On the third day, I decided we needed to get out of the house. We needed some sort of distraction, however temporary, just for the three of us. I dressed them both, and, leaving my phone on the kitchen counter, walked them out the front door in the direction of the park. One little hand holding each of mine, we walked along the sidewalk under a cloudy sky, and I tried to think of anything to talk about that was not their father.

"So, what do you want to do at the park? Do you want to look at the ducks? Do you want to play tag? We can do whatever you'd like."

"Ooooh, ooh ooh ohh can we look at the ducks? I wanna see the ducks, I like the ducks. Can we feed them? Please, please?" Ellie looked up at me, smiling for the first time in what felt like days, her brown eyes wide with wonder. It was amazing how just the mention of a few ducks in a pond could inspire such wonder in such a small child. I felt tears forming behind my eyes, but held them back, trying not to blink them out. My daughter was smiling again. I would not let the sudden onslaught of emotions sweeping over me have affect them. I couldn't cause my children any more pain than the world already had, just in the last three days.
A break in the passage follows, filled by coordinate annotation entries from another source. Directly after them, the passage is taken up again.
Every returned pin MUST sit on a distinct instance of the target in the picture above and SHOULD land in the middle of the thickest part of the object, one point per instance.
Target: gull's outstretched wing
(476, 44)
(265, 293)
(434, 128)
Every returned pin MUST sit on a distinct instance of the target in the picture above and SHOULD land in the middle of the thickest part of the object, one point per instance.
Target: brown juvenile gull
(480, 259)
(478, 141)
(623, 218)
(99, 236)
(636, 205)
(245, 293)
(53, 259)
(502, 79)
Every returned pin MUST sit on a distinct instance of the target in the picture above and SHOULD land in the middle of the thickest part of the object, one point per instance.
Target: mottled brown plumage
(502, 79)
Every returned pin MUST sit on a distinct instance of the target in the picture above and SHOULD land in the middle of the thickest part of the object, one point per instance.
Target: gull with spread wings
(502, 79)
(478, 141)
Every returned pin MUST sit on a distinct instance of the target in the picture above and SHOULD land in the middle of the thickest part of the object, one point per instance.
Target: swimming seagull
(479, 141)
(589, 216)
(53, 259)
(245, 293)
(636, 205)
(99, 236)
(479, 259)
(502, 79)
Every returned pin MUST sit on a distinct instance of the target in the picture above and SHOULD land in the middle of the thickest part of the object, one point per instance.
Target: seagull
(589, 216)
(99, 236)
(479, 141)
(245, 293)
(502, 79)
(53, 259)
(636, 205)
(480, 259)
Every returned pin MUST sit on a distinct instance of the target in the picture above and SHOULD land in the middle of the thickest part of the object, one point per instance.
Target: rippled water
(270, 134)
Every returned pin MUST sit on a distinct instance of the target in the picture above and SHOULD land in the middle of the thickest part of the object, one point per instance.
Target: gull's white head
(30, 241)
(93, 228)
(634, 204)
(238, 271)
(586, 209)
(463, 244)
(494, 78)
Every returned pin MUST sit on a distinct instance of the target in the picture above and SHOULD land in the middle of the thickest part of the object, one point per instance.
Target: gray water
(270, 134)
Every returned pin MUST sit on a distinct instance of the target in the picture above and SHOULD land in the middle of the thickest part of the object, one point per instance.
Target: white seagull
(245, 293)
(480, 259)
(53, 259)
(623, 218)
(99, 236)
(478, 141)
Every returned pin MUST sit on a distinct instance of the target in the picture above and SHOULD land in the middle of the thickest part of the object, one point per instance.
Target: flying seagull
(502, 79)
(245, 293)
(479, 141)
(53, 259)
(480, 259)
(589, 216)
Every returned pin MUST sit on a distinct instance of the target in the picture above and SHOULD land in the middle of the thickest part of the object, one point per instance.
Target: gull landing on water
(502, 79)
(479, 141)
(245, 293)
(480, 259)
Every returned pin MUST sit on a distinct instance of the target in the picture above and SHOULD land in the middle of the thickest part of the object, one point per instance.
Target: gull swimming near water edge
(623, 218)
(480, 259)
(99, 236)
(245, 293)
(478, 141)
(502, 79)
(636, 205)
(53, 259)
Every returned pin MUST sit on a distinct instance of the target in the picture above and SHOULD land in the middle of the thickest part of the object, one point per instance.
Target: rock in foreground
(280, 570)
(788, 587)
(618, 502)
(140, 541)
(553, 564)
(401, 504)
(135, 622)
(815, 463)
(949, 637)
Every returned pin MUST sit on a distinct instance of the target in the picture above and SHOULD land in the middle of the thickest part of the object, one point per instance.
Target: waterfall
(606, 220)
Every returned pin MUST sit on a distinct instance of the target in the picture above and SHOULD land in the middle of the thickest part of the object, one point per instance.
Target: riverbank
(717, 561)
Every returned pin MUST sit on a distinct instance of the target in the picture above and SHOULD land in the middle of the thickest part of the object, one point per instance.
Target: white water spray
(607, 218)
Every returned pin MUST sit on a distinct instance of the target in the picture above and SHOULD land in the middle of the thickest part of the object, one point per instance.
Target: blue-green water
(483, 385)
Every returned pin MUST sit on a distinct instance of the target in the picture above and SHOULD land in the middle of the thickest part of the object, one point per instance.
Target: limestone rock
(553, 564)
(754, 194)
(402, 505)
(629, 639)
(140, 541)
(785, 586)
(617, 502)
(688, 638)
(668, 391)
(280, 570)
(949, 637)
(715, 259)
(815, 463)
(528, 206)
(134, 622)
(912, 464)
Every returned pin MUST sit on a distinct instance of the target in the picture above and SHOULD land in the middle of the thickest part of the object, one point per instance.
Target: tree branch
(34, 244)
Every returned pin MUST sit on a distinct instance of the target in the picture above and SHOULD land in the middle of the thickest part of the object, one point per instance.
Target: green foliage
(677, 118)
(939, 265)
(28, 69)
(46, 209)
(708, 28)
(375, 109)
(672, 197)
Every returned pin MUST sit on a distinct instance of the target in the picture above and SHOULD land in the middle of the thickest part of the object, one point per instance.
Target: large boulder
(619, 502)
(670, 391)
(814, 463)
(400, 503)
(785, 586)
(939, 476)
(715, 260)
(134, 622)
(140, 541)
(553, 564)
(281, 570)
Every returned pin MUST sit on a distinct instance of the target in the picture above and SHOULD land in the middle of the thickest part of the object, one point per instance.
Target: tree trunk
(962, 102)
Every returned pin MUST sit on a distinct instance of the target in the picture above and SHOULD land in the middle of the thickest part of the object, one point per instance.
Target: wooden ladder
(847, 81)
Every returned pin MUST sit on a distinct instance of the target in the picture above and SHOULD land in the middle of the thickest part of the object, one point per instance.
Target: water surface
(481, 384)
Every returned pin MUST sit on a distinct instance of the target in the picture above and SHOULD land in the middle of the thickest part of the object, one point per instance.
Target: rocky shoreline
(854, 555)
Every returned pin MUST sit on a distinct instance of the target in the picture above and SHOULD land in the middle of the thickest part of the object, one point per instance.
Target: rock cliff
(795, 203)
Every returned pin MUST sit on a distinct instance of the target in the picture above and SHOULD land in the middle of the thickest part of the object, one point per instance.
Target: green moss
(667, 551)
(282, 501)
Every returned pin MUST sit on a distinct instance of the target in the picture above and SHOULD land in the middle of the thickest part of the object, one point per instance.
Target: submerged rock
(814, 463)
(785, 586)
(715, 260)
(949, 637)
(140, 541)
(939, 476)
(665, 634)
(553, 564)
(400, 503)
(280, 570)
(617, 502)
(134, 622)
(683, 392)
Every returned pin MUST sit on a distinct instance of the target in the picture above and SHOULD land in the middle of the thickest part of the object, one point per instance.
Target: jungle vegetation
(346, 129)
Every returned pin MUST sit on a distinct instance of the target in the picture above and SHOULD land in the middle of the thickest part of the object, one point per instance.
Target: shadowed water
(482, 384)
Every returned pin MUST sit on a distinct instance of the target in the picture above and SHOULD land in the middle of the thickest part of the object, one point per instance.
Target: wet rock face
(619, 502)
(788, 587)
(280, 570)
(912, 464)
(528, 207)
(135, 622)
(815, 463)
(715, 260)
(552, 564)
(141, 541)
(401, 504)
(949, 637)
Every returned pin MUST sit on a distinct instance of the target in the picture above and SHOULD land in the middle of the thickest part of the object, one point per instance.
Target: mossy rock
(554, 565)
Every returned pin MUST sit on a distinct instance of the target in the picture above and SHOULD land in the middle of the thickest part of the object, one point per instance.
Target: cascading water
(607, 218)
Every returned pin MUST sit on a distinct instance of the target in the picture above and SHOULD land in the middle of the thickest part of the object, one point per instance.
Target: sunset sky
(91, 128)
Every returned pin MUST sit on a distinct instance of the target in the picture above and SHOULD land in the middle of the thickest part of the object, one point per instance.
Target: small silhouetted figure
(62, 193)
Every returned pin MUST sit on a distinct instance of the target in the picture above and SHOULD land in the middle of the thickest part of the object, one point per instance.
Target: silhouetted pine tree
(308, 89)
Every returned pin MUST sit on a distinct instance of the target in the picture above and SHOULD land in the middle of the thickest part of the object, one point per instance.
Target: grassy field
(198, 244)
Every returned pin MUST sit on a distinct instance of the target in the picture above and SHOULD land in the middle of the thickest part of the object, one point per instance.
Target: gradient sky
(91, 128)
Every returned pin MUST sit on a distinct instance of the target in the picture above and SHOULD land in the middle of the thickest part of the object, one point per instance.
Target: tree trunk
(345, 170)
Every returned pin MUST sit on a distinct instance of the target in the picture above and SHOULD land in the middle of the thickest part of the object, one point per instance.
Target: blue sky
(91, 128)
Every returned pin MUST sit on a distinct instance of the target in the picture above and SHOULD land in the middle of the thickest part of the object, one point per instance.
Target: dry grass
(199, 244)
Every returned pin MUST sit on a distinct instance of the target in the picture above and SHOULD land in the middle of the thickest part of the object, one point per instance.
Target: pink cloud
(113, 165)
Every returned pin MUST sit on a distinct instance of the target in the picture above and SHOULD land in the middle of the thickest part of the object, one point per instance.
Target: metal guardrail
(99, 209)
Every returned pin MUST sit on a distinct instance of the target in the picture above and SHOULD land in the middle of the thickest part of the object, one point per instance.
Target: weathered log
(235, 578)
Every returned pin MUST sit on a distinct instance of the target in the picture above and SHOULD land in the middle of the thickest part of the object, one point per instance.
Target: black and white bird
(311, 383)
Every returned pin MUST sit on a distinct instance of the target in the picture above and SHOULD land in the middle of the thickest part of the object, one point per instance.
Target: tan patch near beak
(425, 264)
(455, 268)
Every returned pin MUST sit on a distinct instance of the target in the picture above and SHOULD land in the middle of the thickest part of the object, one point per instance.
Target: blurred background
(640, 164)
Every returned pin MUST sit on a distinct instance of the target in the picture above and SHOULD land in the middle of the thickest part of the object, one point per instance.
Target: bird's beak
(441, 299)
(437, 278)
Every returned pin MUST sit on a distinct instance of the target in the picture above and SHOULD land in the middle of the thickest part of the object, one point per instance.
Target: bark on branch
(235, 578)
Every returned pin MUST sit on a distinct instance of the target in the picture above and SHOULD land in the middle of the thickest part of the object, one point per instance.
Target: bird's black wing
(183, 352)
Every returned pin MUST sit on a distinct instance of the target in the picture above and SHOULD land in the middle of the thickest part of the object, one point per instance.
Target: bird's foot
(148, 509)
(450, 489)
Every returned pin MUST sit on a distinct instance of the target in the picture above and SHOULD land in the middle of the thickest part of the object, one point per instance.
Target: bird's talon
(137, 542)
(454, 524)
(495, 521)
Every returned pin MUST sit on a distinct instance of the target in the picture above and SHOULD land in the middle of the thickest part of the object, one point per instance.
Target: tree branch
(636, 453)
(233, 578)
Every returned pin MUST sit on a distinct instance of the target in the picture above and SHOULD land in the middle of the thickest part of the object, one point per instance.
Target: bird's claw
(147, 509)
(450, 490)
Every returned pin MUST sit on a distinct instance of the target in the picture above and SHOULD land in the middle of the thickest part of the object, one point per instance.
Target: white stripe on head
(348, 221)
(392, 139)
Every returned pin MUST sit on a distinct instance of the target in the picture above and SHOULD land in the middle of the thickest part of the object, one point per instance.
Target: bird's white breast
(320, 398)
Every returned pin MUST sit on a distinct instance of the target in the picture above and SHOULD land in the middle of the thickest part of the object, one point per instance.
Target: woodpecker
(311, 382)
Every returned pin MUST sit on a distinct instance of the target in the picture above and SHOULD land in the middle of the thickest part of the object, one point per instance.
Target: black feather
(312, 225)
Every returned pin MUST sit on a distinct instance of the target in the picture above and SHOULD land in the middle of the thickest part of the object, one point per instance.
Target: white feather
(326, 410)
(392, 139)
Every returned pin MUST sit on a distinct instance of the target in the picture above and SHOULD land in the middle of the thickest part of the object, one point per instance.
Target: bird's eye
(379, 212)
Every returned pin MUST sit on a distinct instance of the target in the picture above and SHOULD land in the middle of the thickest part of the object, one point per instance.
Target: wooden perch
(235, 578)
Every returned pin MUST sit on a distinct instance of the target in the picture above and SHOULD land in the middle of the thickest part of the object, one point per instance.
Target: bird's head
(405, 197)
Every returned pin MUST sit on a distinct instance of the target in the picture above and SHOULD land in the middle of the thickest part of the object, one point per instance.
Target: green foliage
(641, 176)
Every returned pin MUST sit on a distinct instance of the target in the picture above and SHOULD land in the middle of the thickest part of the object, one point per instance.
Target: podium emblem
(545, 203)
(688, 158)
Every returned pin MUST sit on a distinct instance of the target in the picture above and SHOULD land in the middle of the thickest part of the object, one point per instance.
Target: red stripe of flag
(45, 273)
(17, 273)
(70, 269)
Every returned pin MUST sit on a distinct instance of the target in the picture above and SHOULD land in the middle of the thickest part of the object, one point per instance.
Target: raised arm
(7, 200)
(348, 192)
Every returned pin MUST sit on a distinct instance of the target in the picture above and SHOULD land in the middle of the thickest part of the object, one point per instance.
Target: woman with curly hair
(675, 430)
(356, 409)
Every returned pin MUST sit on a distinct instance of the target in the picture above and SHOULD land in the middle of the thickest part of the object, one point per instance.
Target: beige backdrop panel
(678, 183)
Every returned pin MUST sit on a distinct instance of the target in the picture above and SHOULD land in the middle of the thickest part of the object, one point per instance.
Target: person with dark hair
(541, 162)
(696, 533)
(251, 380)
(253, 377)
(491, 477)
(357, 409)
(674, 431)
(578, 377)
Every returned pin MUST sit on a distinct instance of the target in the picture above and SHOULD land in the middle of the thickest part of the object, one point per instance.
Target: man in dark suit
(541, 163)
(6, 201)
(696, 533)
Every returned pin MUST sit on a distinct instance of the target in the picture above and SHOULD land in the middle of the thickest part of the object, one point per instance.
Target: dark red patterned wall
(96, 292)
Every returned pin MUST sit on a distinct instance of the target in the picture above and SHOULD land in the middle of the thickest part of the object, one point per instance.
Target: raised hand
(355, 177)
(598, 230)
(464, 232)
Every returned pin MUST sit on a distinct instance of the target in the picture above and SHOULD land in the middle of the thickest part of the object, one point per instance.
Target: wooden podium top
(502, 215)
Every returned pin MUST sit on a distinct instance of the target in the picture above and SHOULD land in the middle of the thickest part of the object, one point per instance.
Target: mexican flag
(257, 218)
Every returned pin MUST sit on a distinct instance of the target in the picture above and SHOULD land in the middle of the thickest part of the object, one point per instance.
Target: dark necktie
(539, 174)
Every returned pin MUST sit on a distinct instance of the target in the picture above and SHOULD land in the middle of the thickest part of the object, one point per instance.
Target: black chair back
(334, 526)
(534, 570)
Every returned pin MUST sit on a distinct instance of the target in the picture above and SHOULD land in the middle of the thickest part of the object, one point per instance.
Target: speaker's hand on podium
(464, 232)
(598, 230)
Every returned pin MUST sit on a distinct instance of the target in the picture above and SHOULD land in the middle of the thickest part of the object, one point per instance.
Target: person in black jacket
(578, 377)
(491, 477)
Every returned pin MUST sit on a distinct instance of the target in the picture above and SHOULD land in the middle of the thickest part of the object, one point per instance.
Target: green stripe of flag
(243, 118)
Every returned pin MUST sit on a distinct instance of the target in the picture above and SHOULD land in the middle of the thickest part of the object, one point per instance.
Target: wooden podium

"Of course we can, love." My voice caught on the last word, but I breathed through it, clearing my throat quietly so as not to let them hear it. "Max, my lovely, what would you like to do, hmm?"

Max was quiet for a moment, and I could almost hear the cogs in his little two year old head turning.

"Can we play with Daddy?"

My throat closed.

I couldn't look down at him, or at Ellie. My poor daughter... old, mature beyond her years, who understood enough to understand that daddy wasn't coming back. But Max... my poor, sweet boy. My little angel, with curls and a smile so like his father's. He just didn't understand... he could see enough to remember Daddy, and to want him back, but even telling him that Daddy couldn't come back... he just couldn't understand it. All he wanted was him back. And so did I, but there was nothing I could I do. Nothing any of us could do, except to try to protect the ones who were still here from as much pain as we could.

"Max..."

I couldn't look at him, but I felt him look up at me, felt his little fingers curling tighter around a few of mine at my side.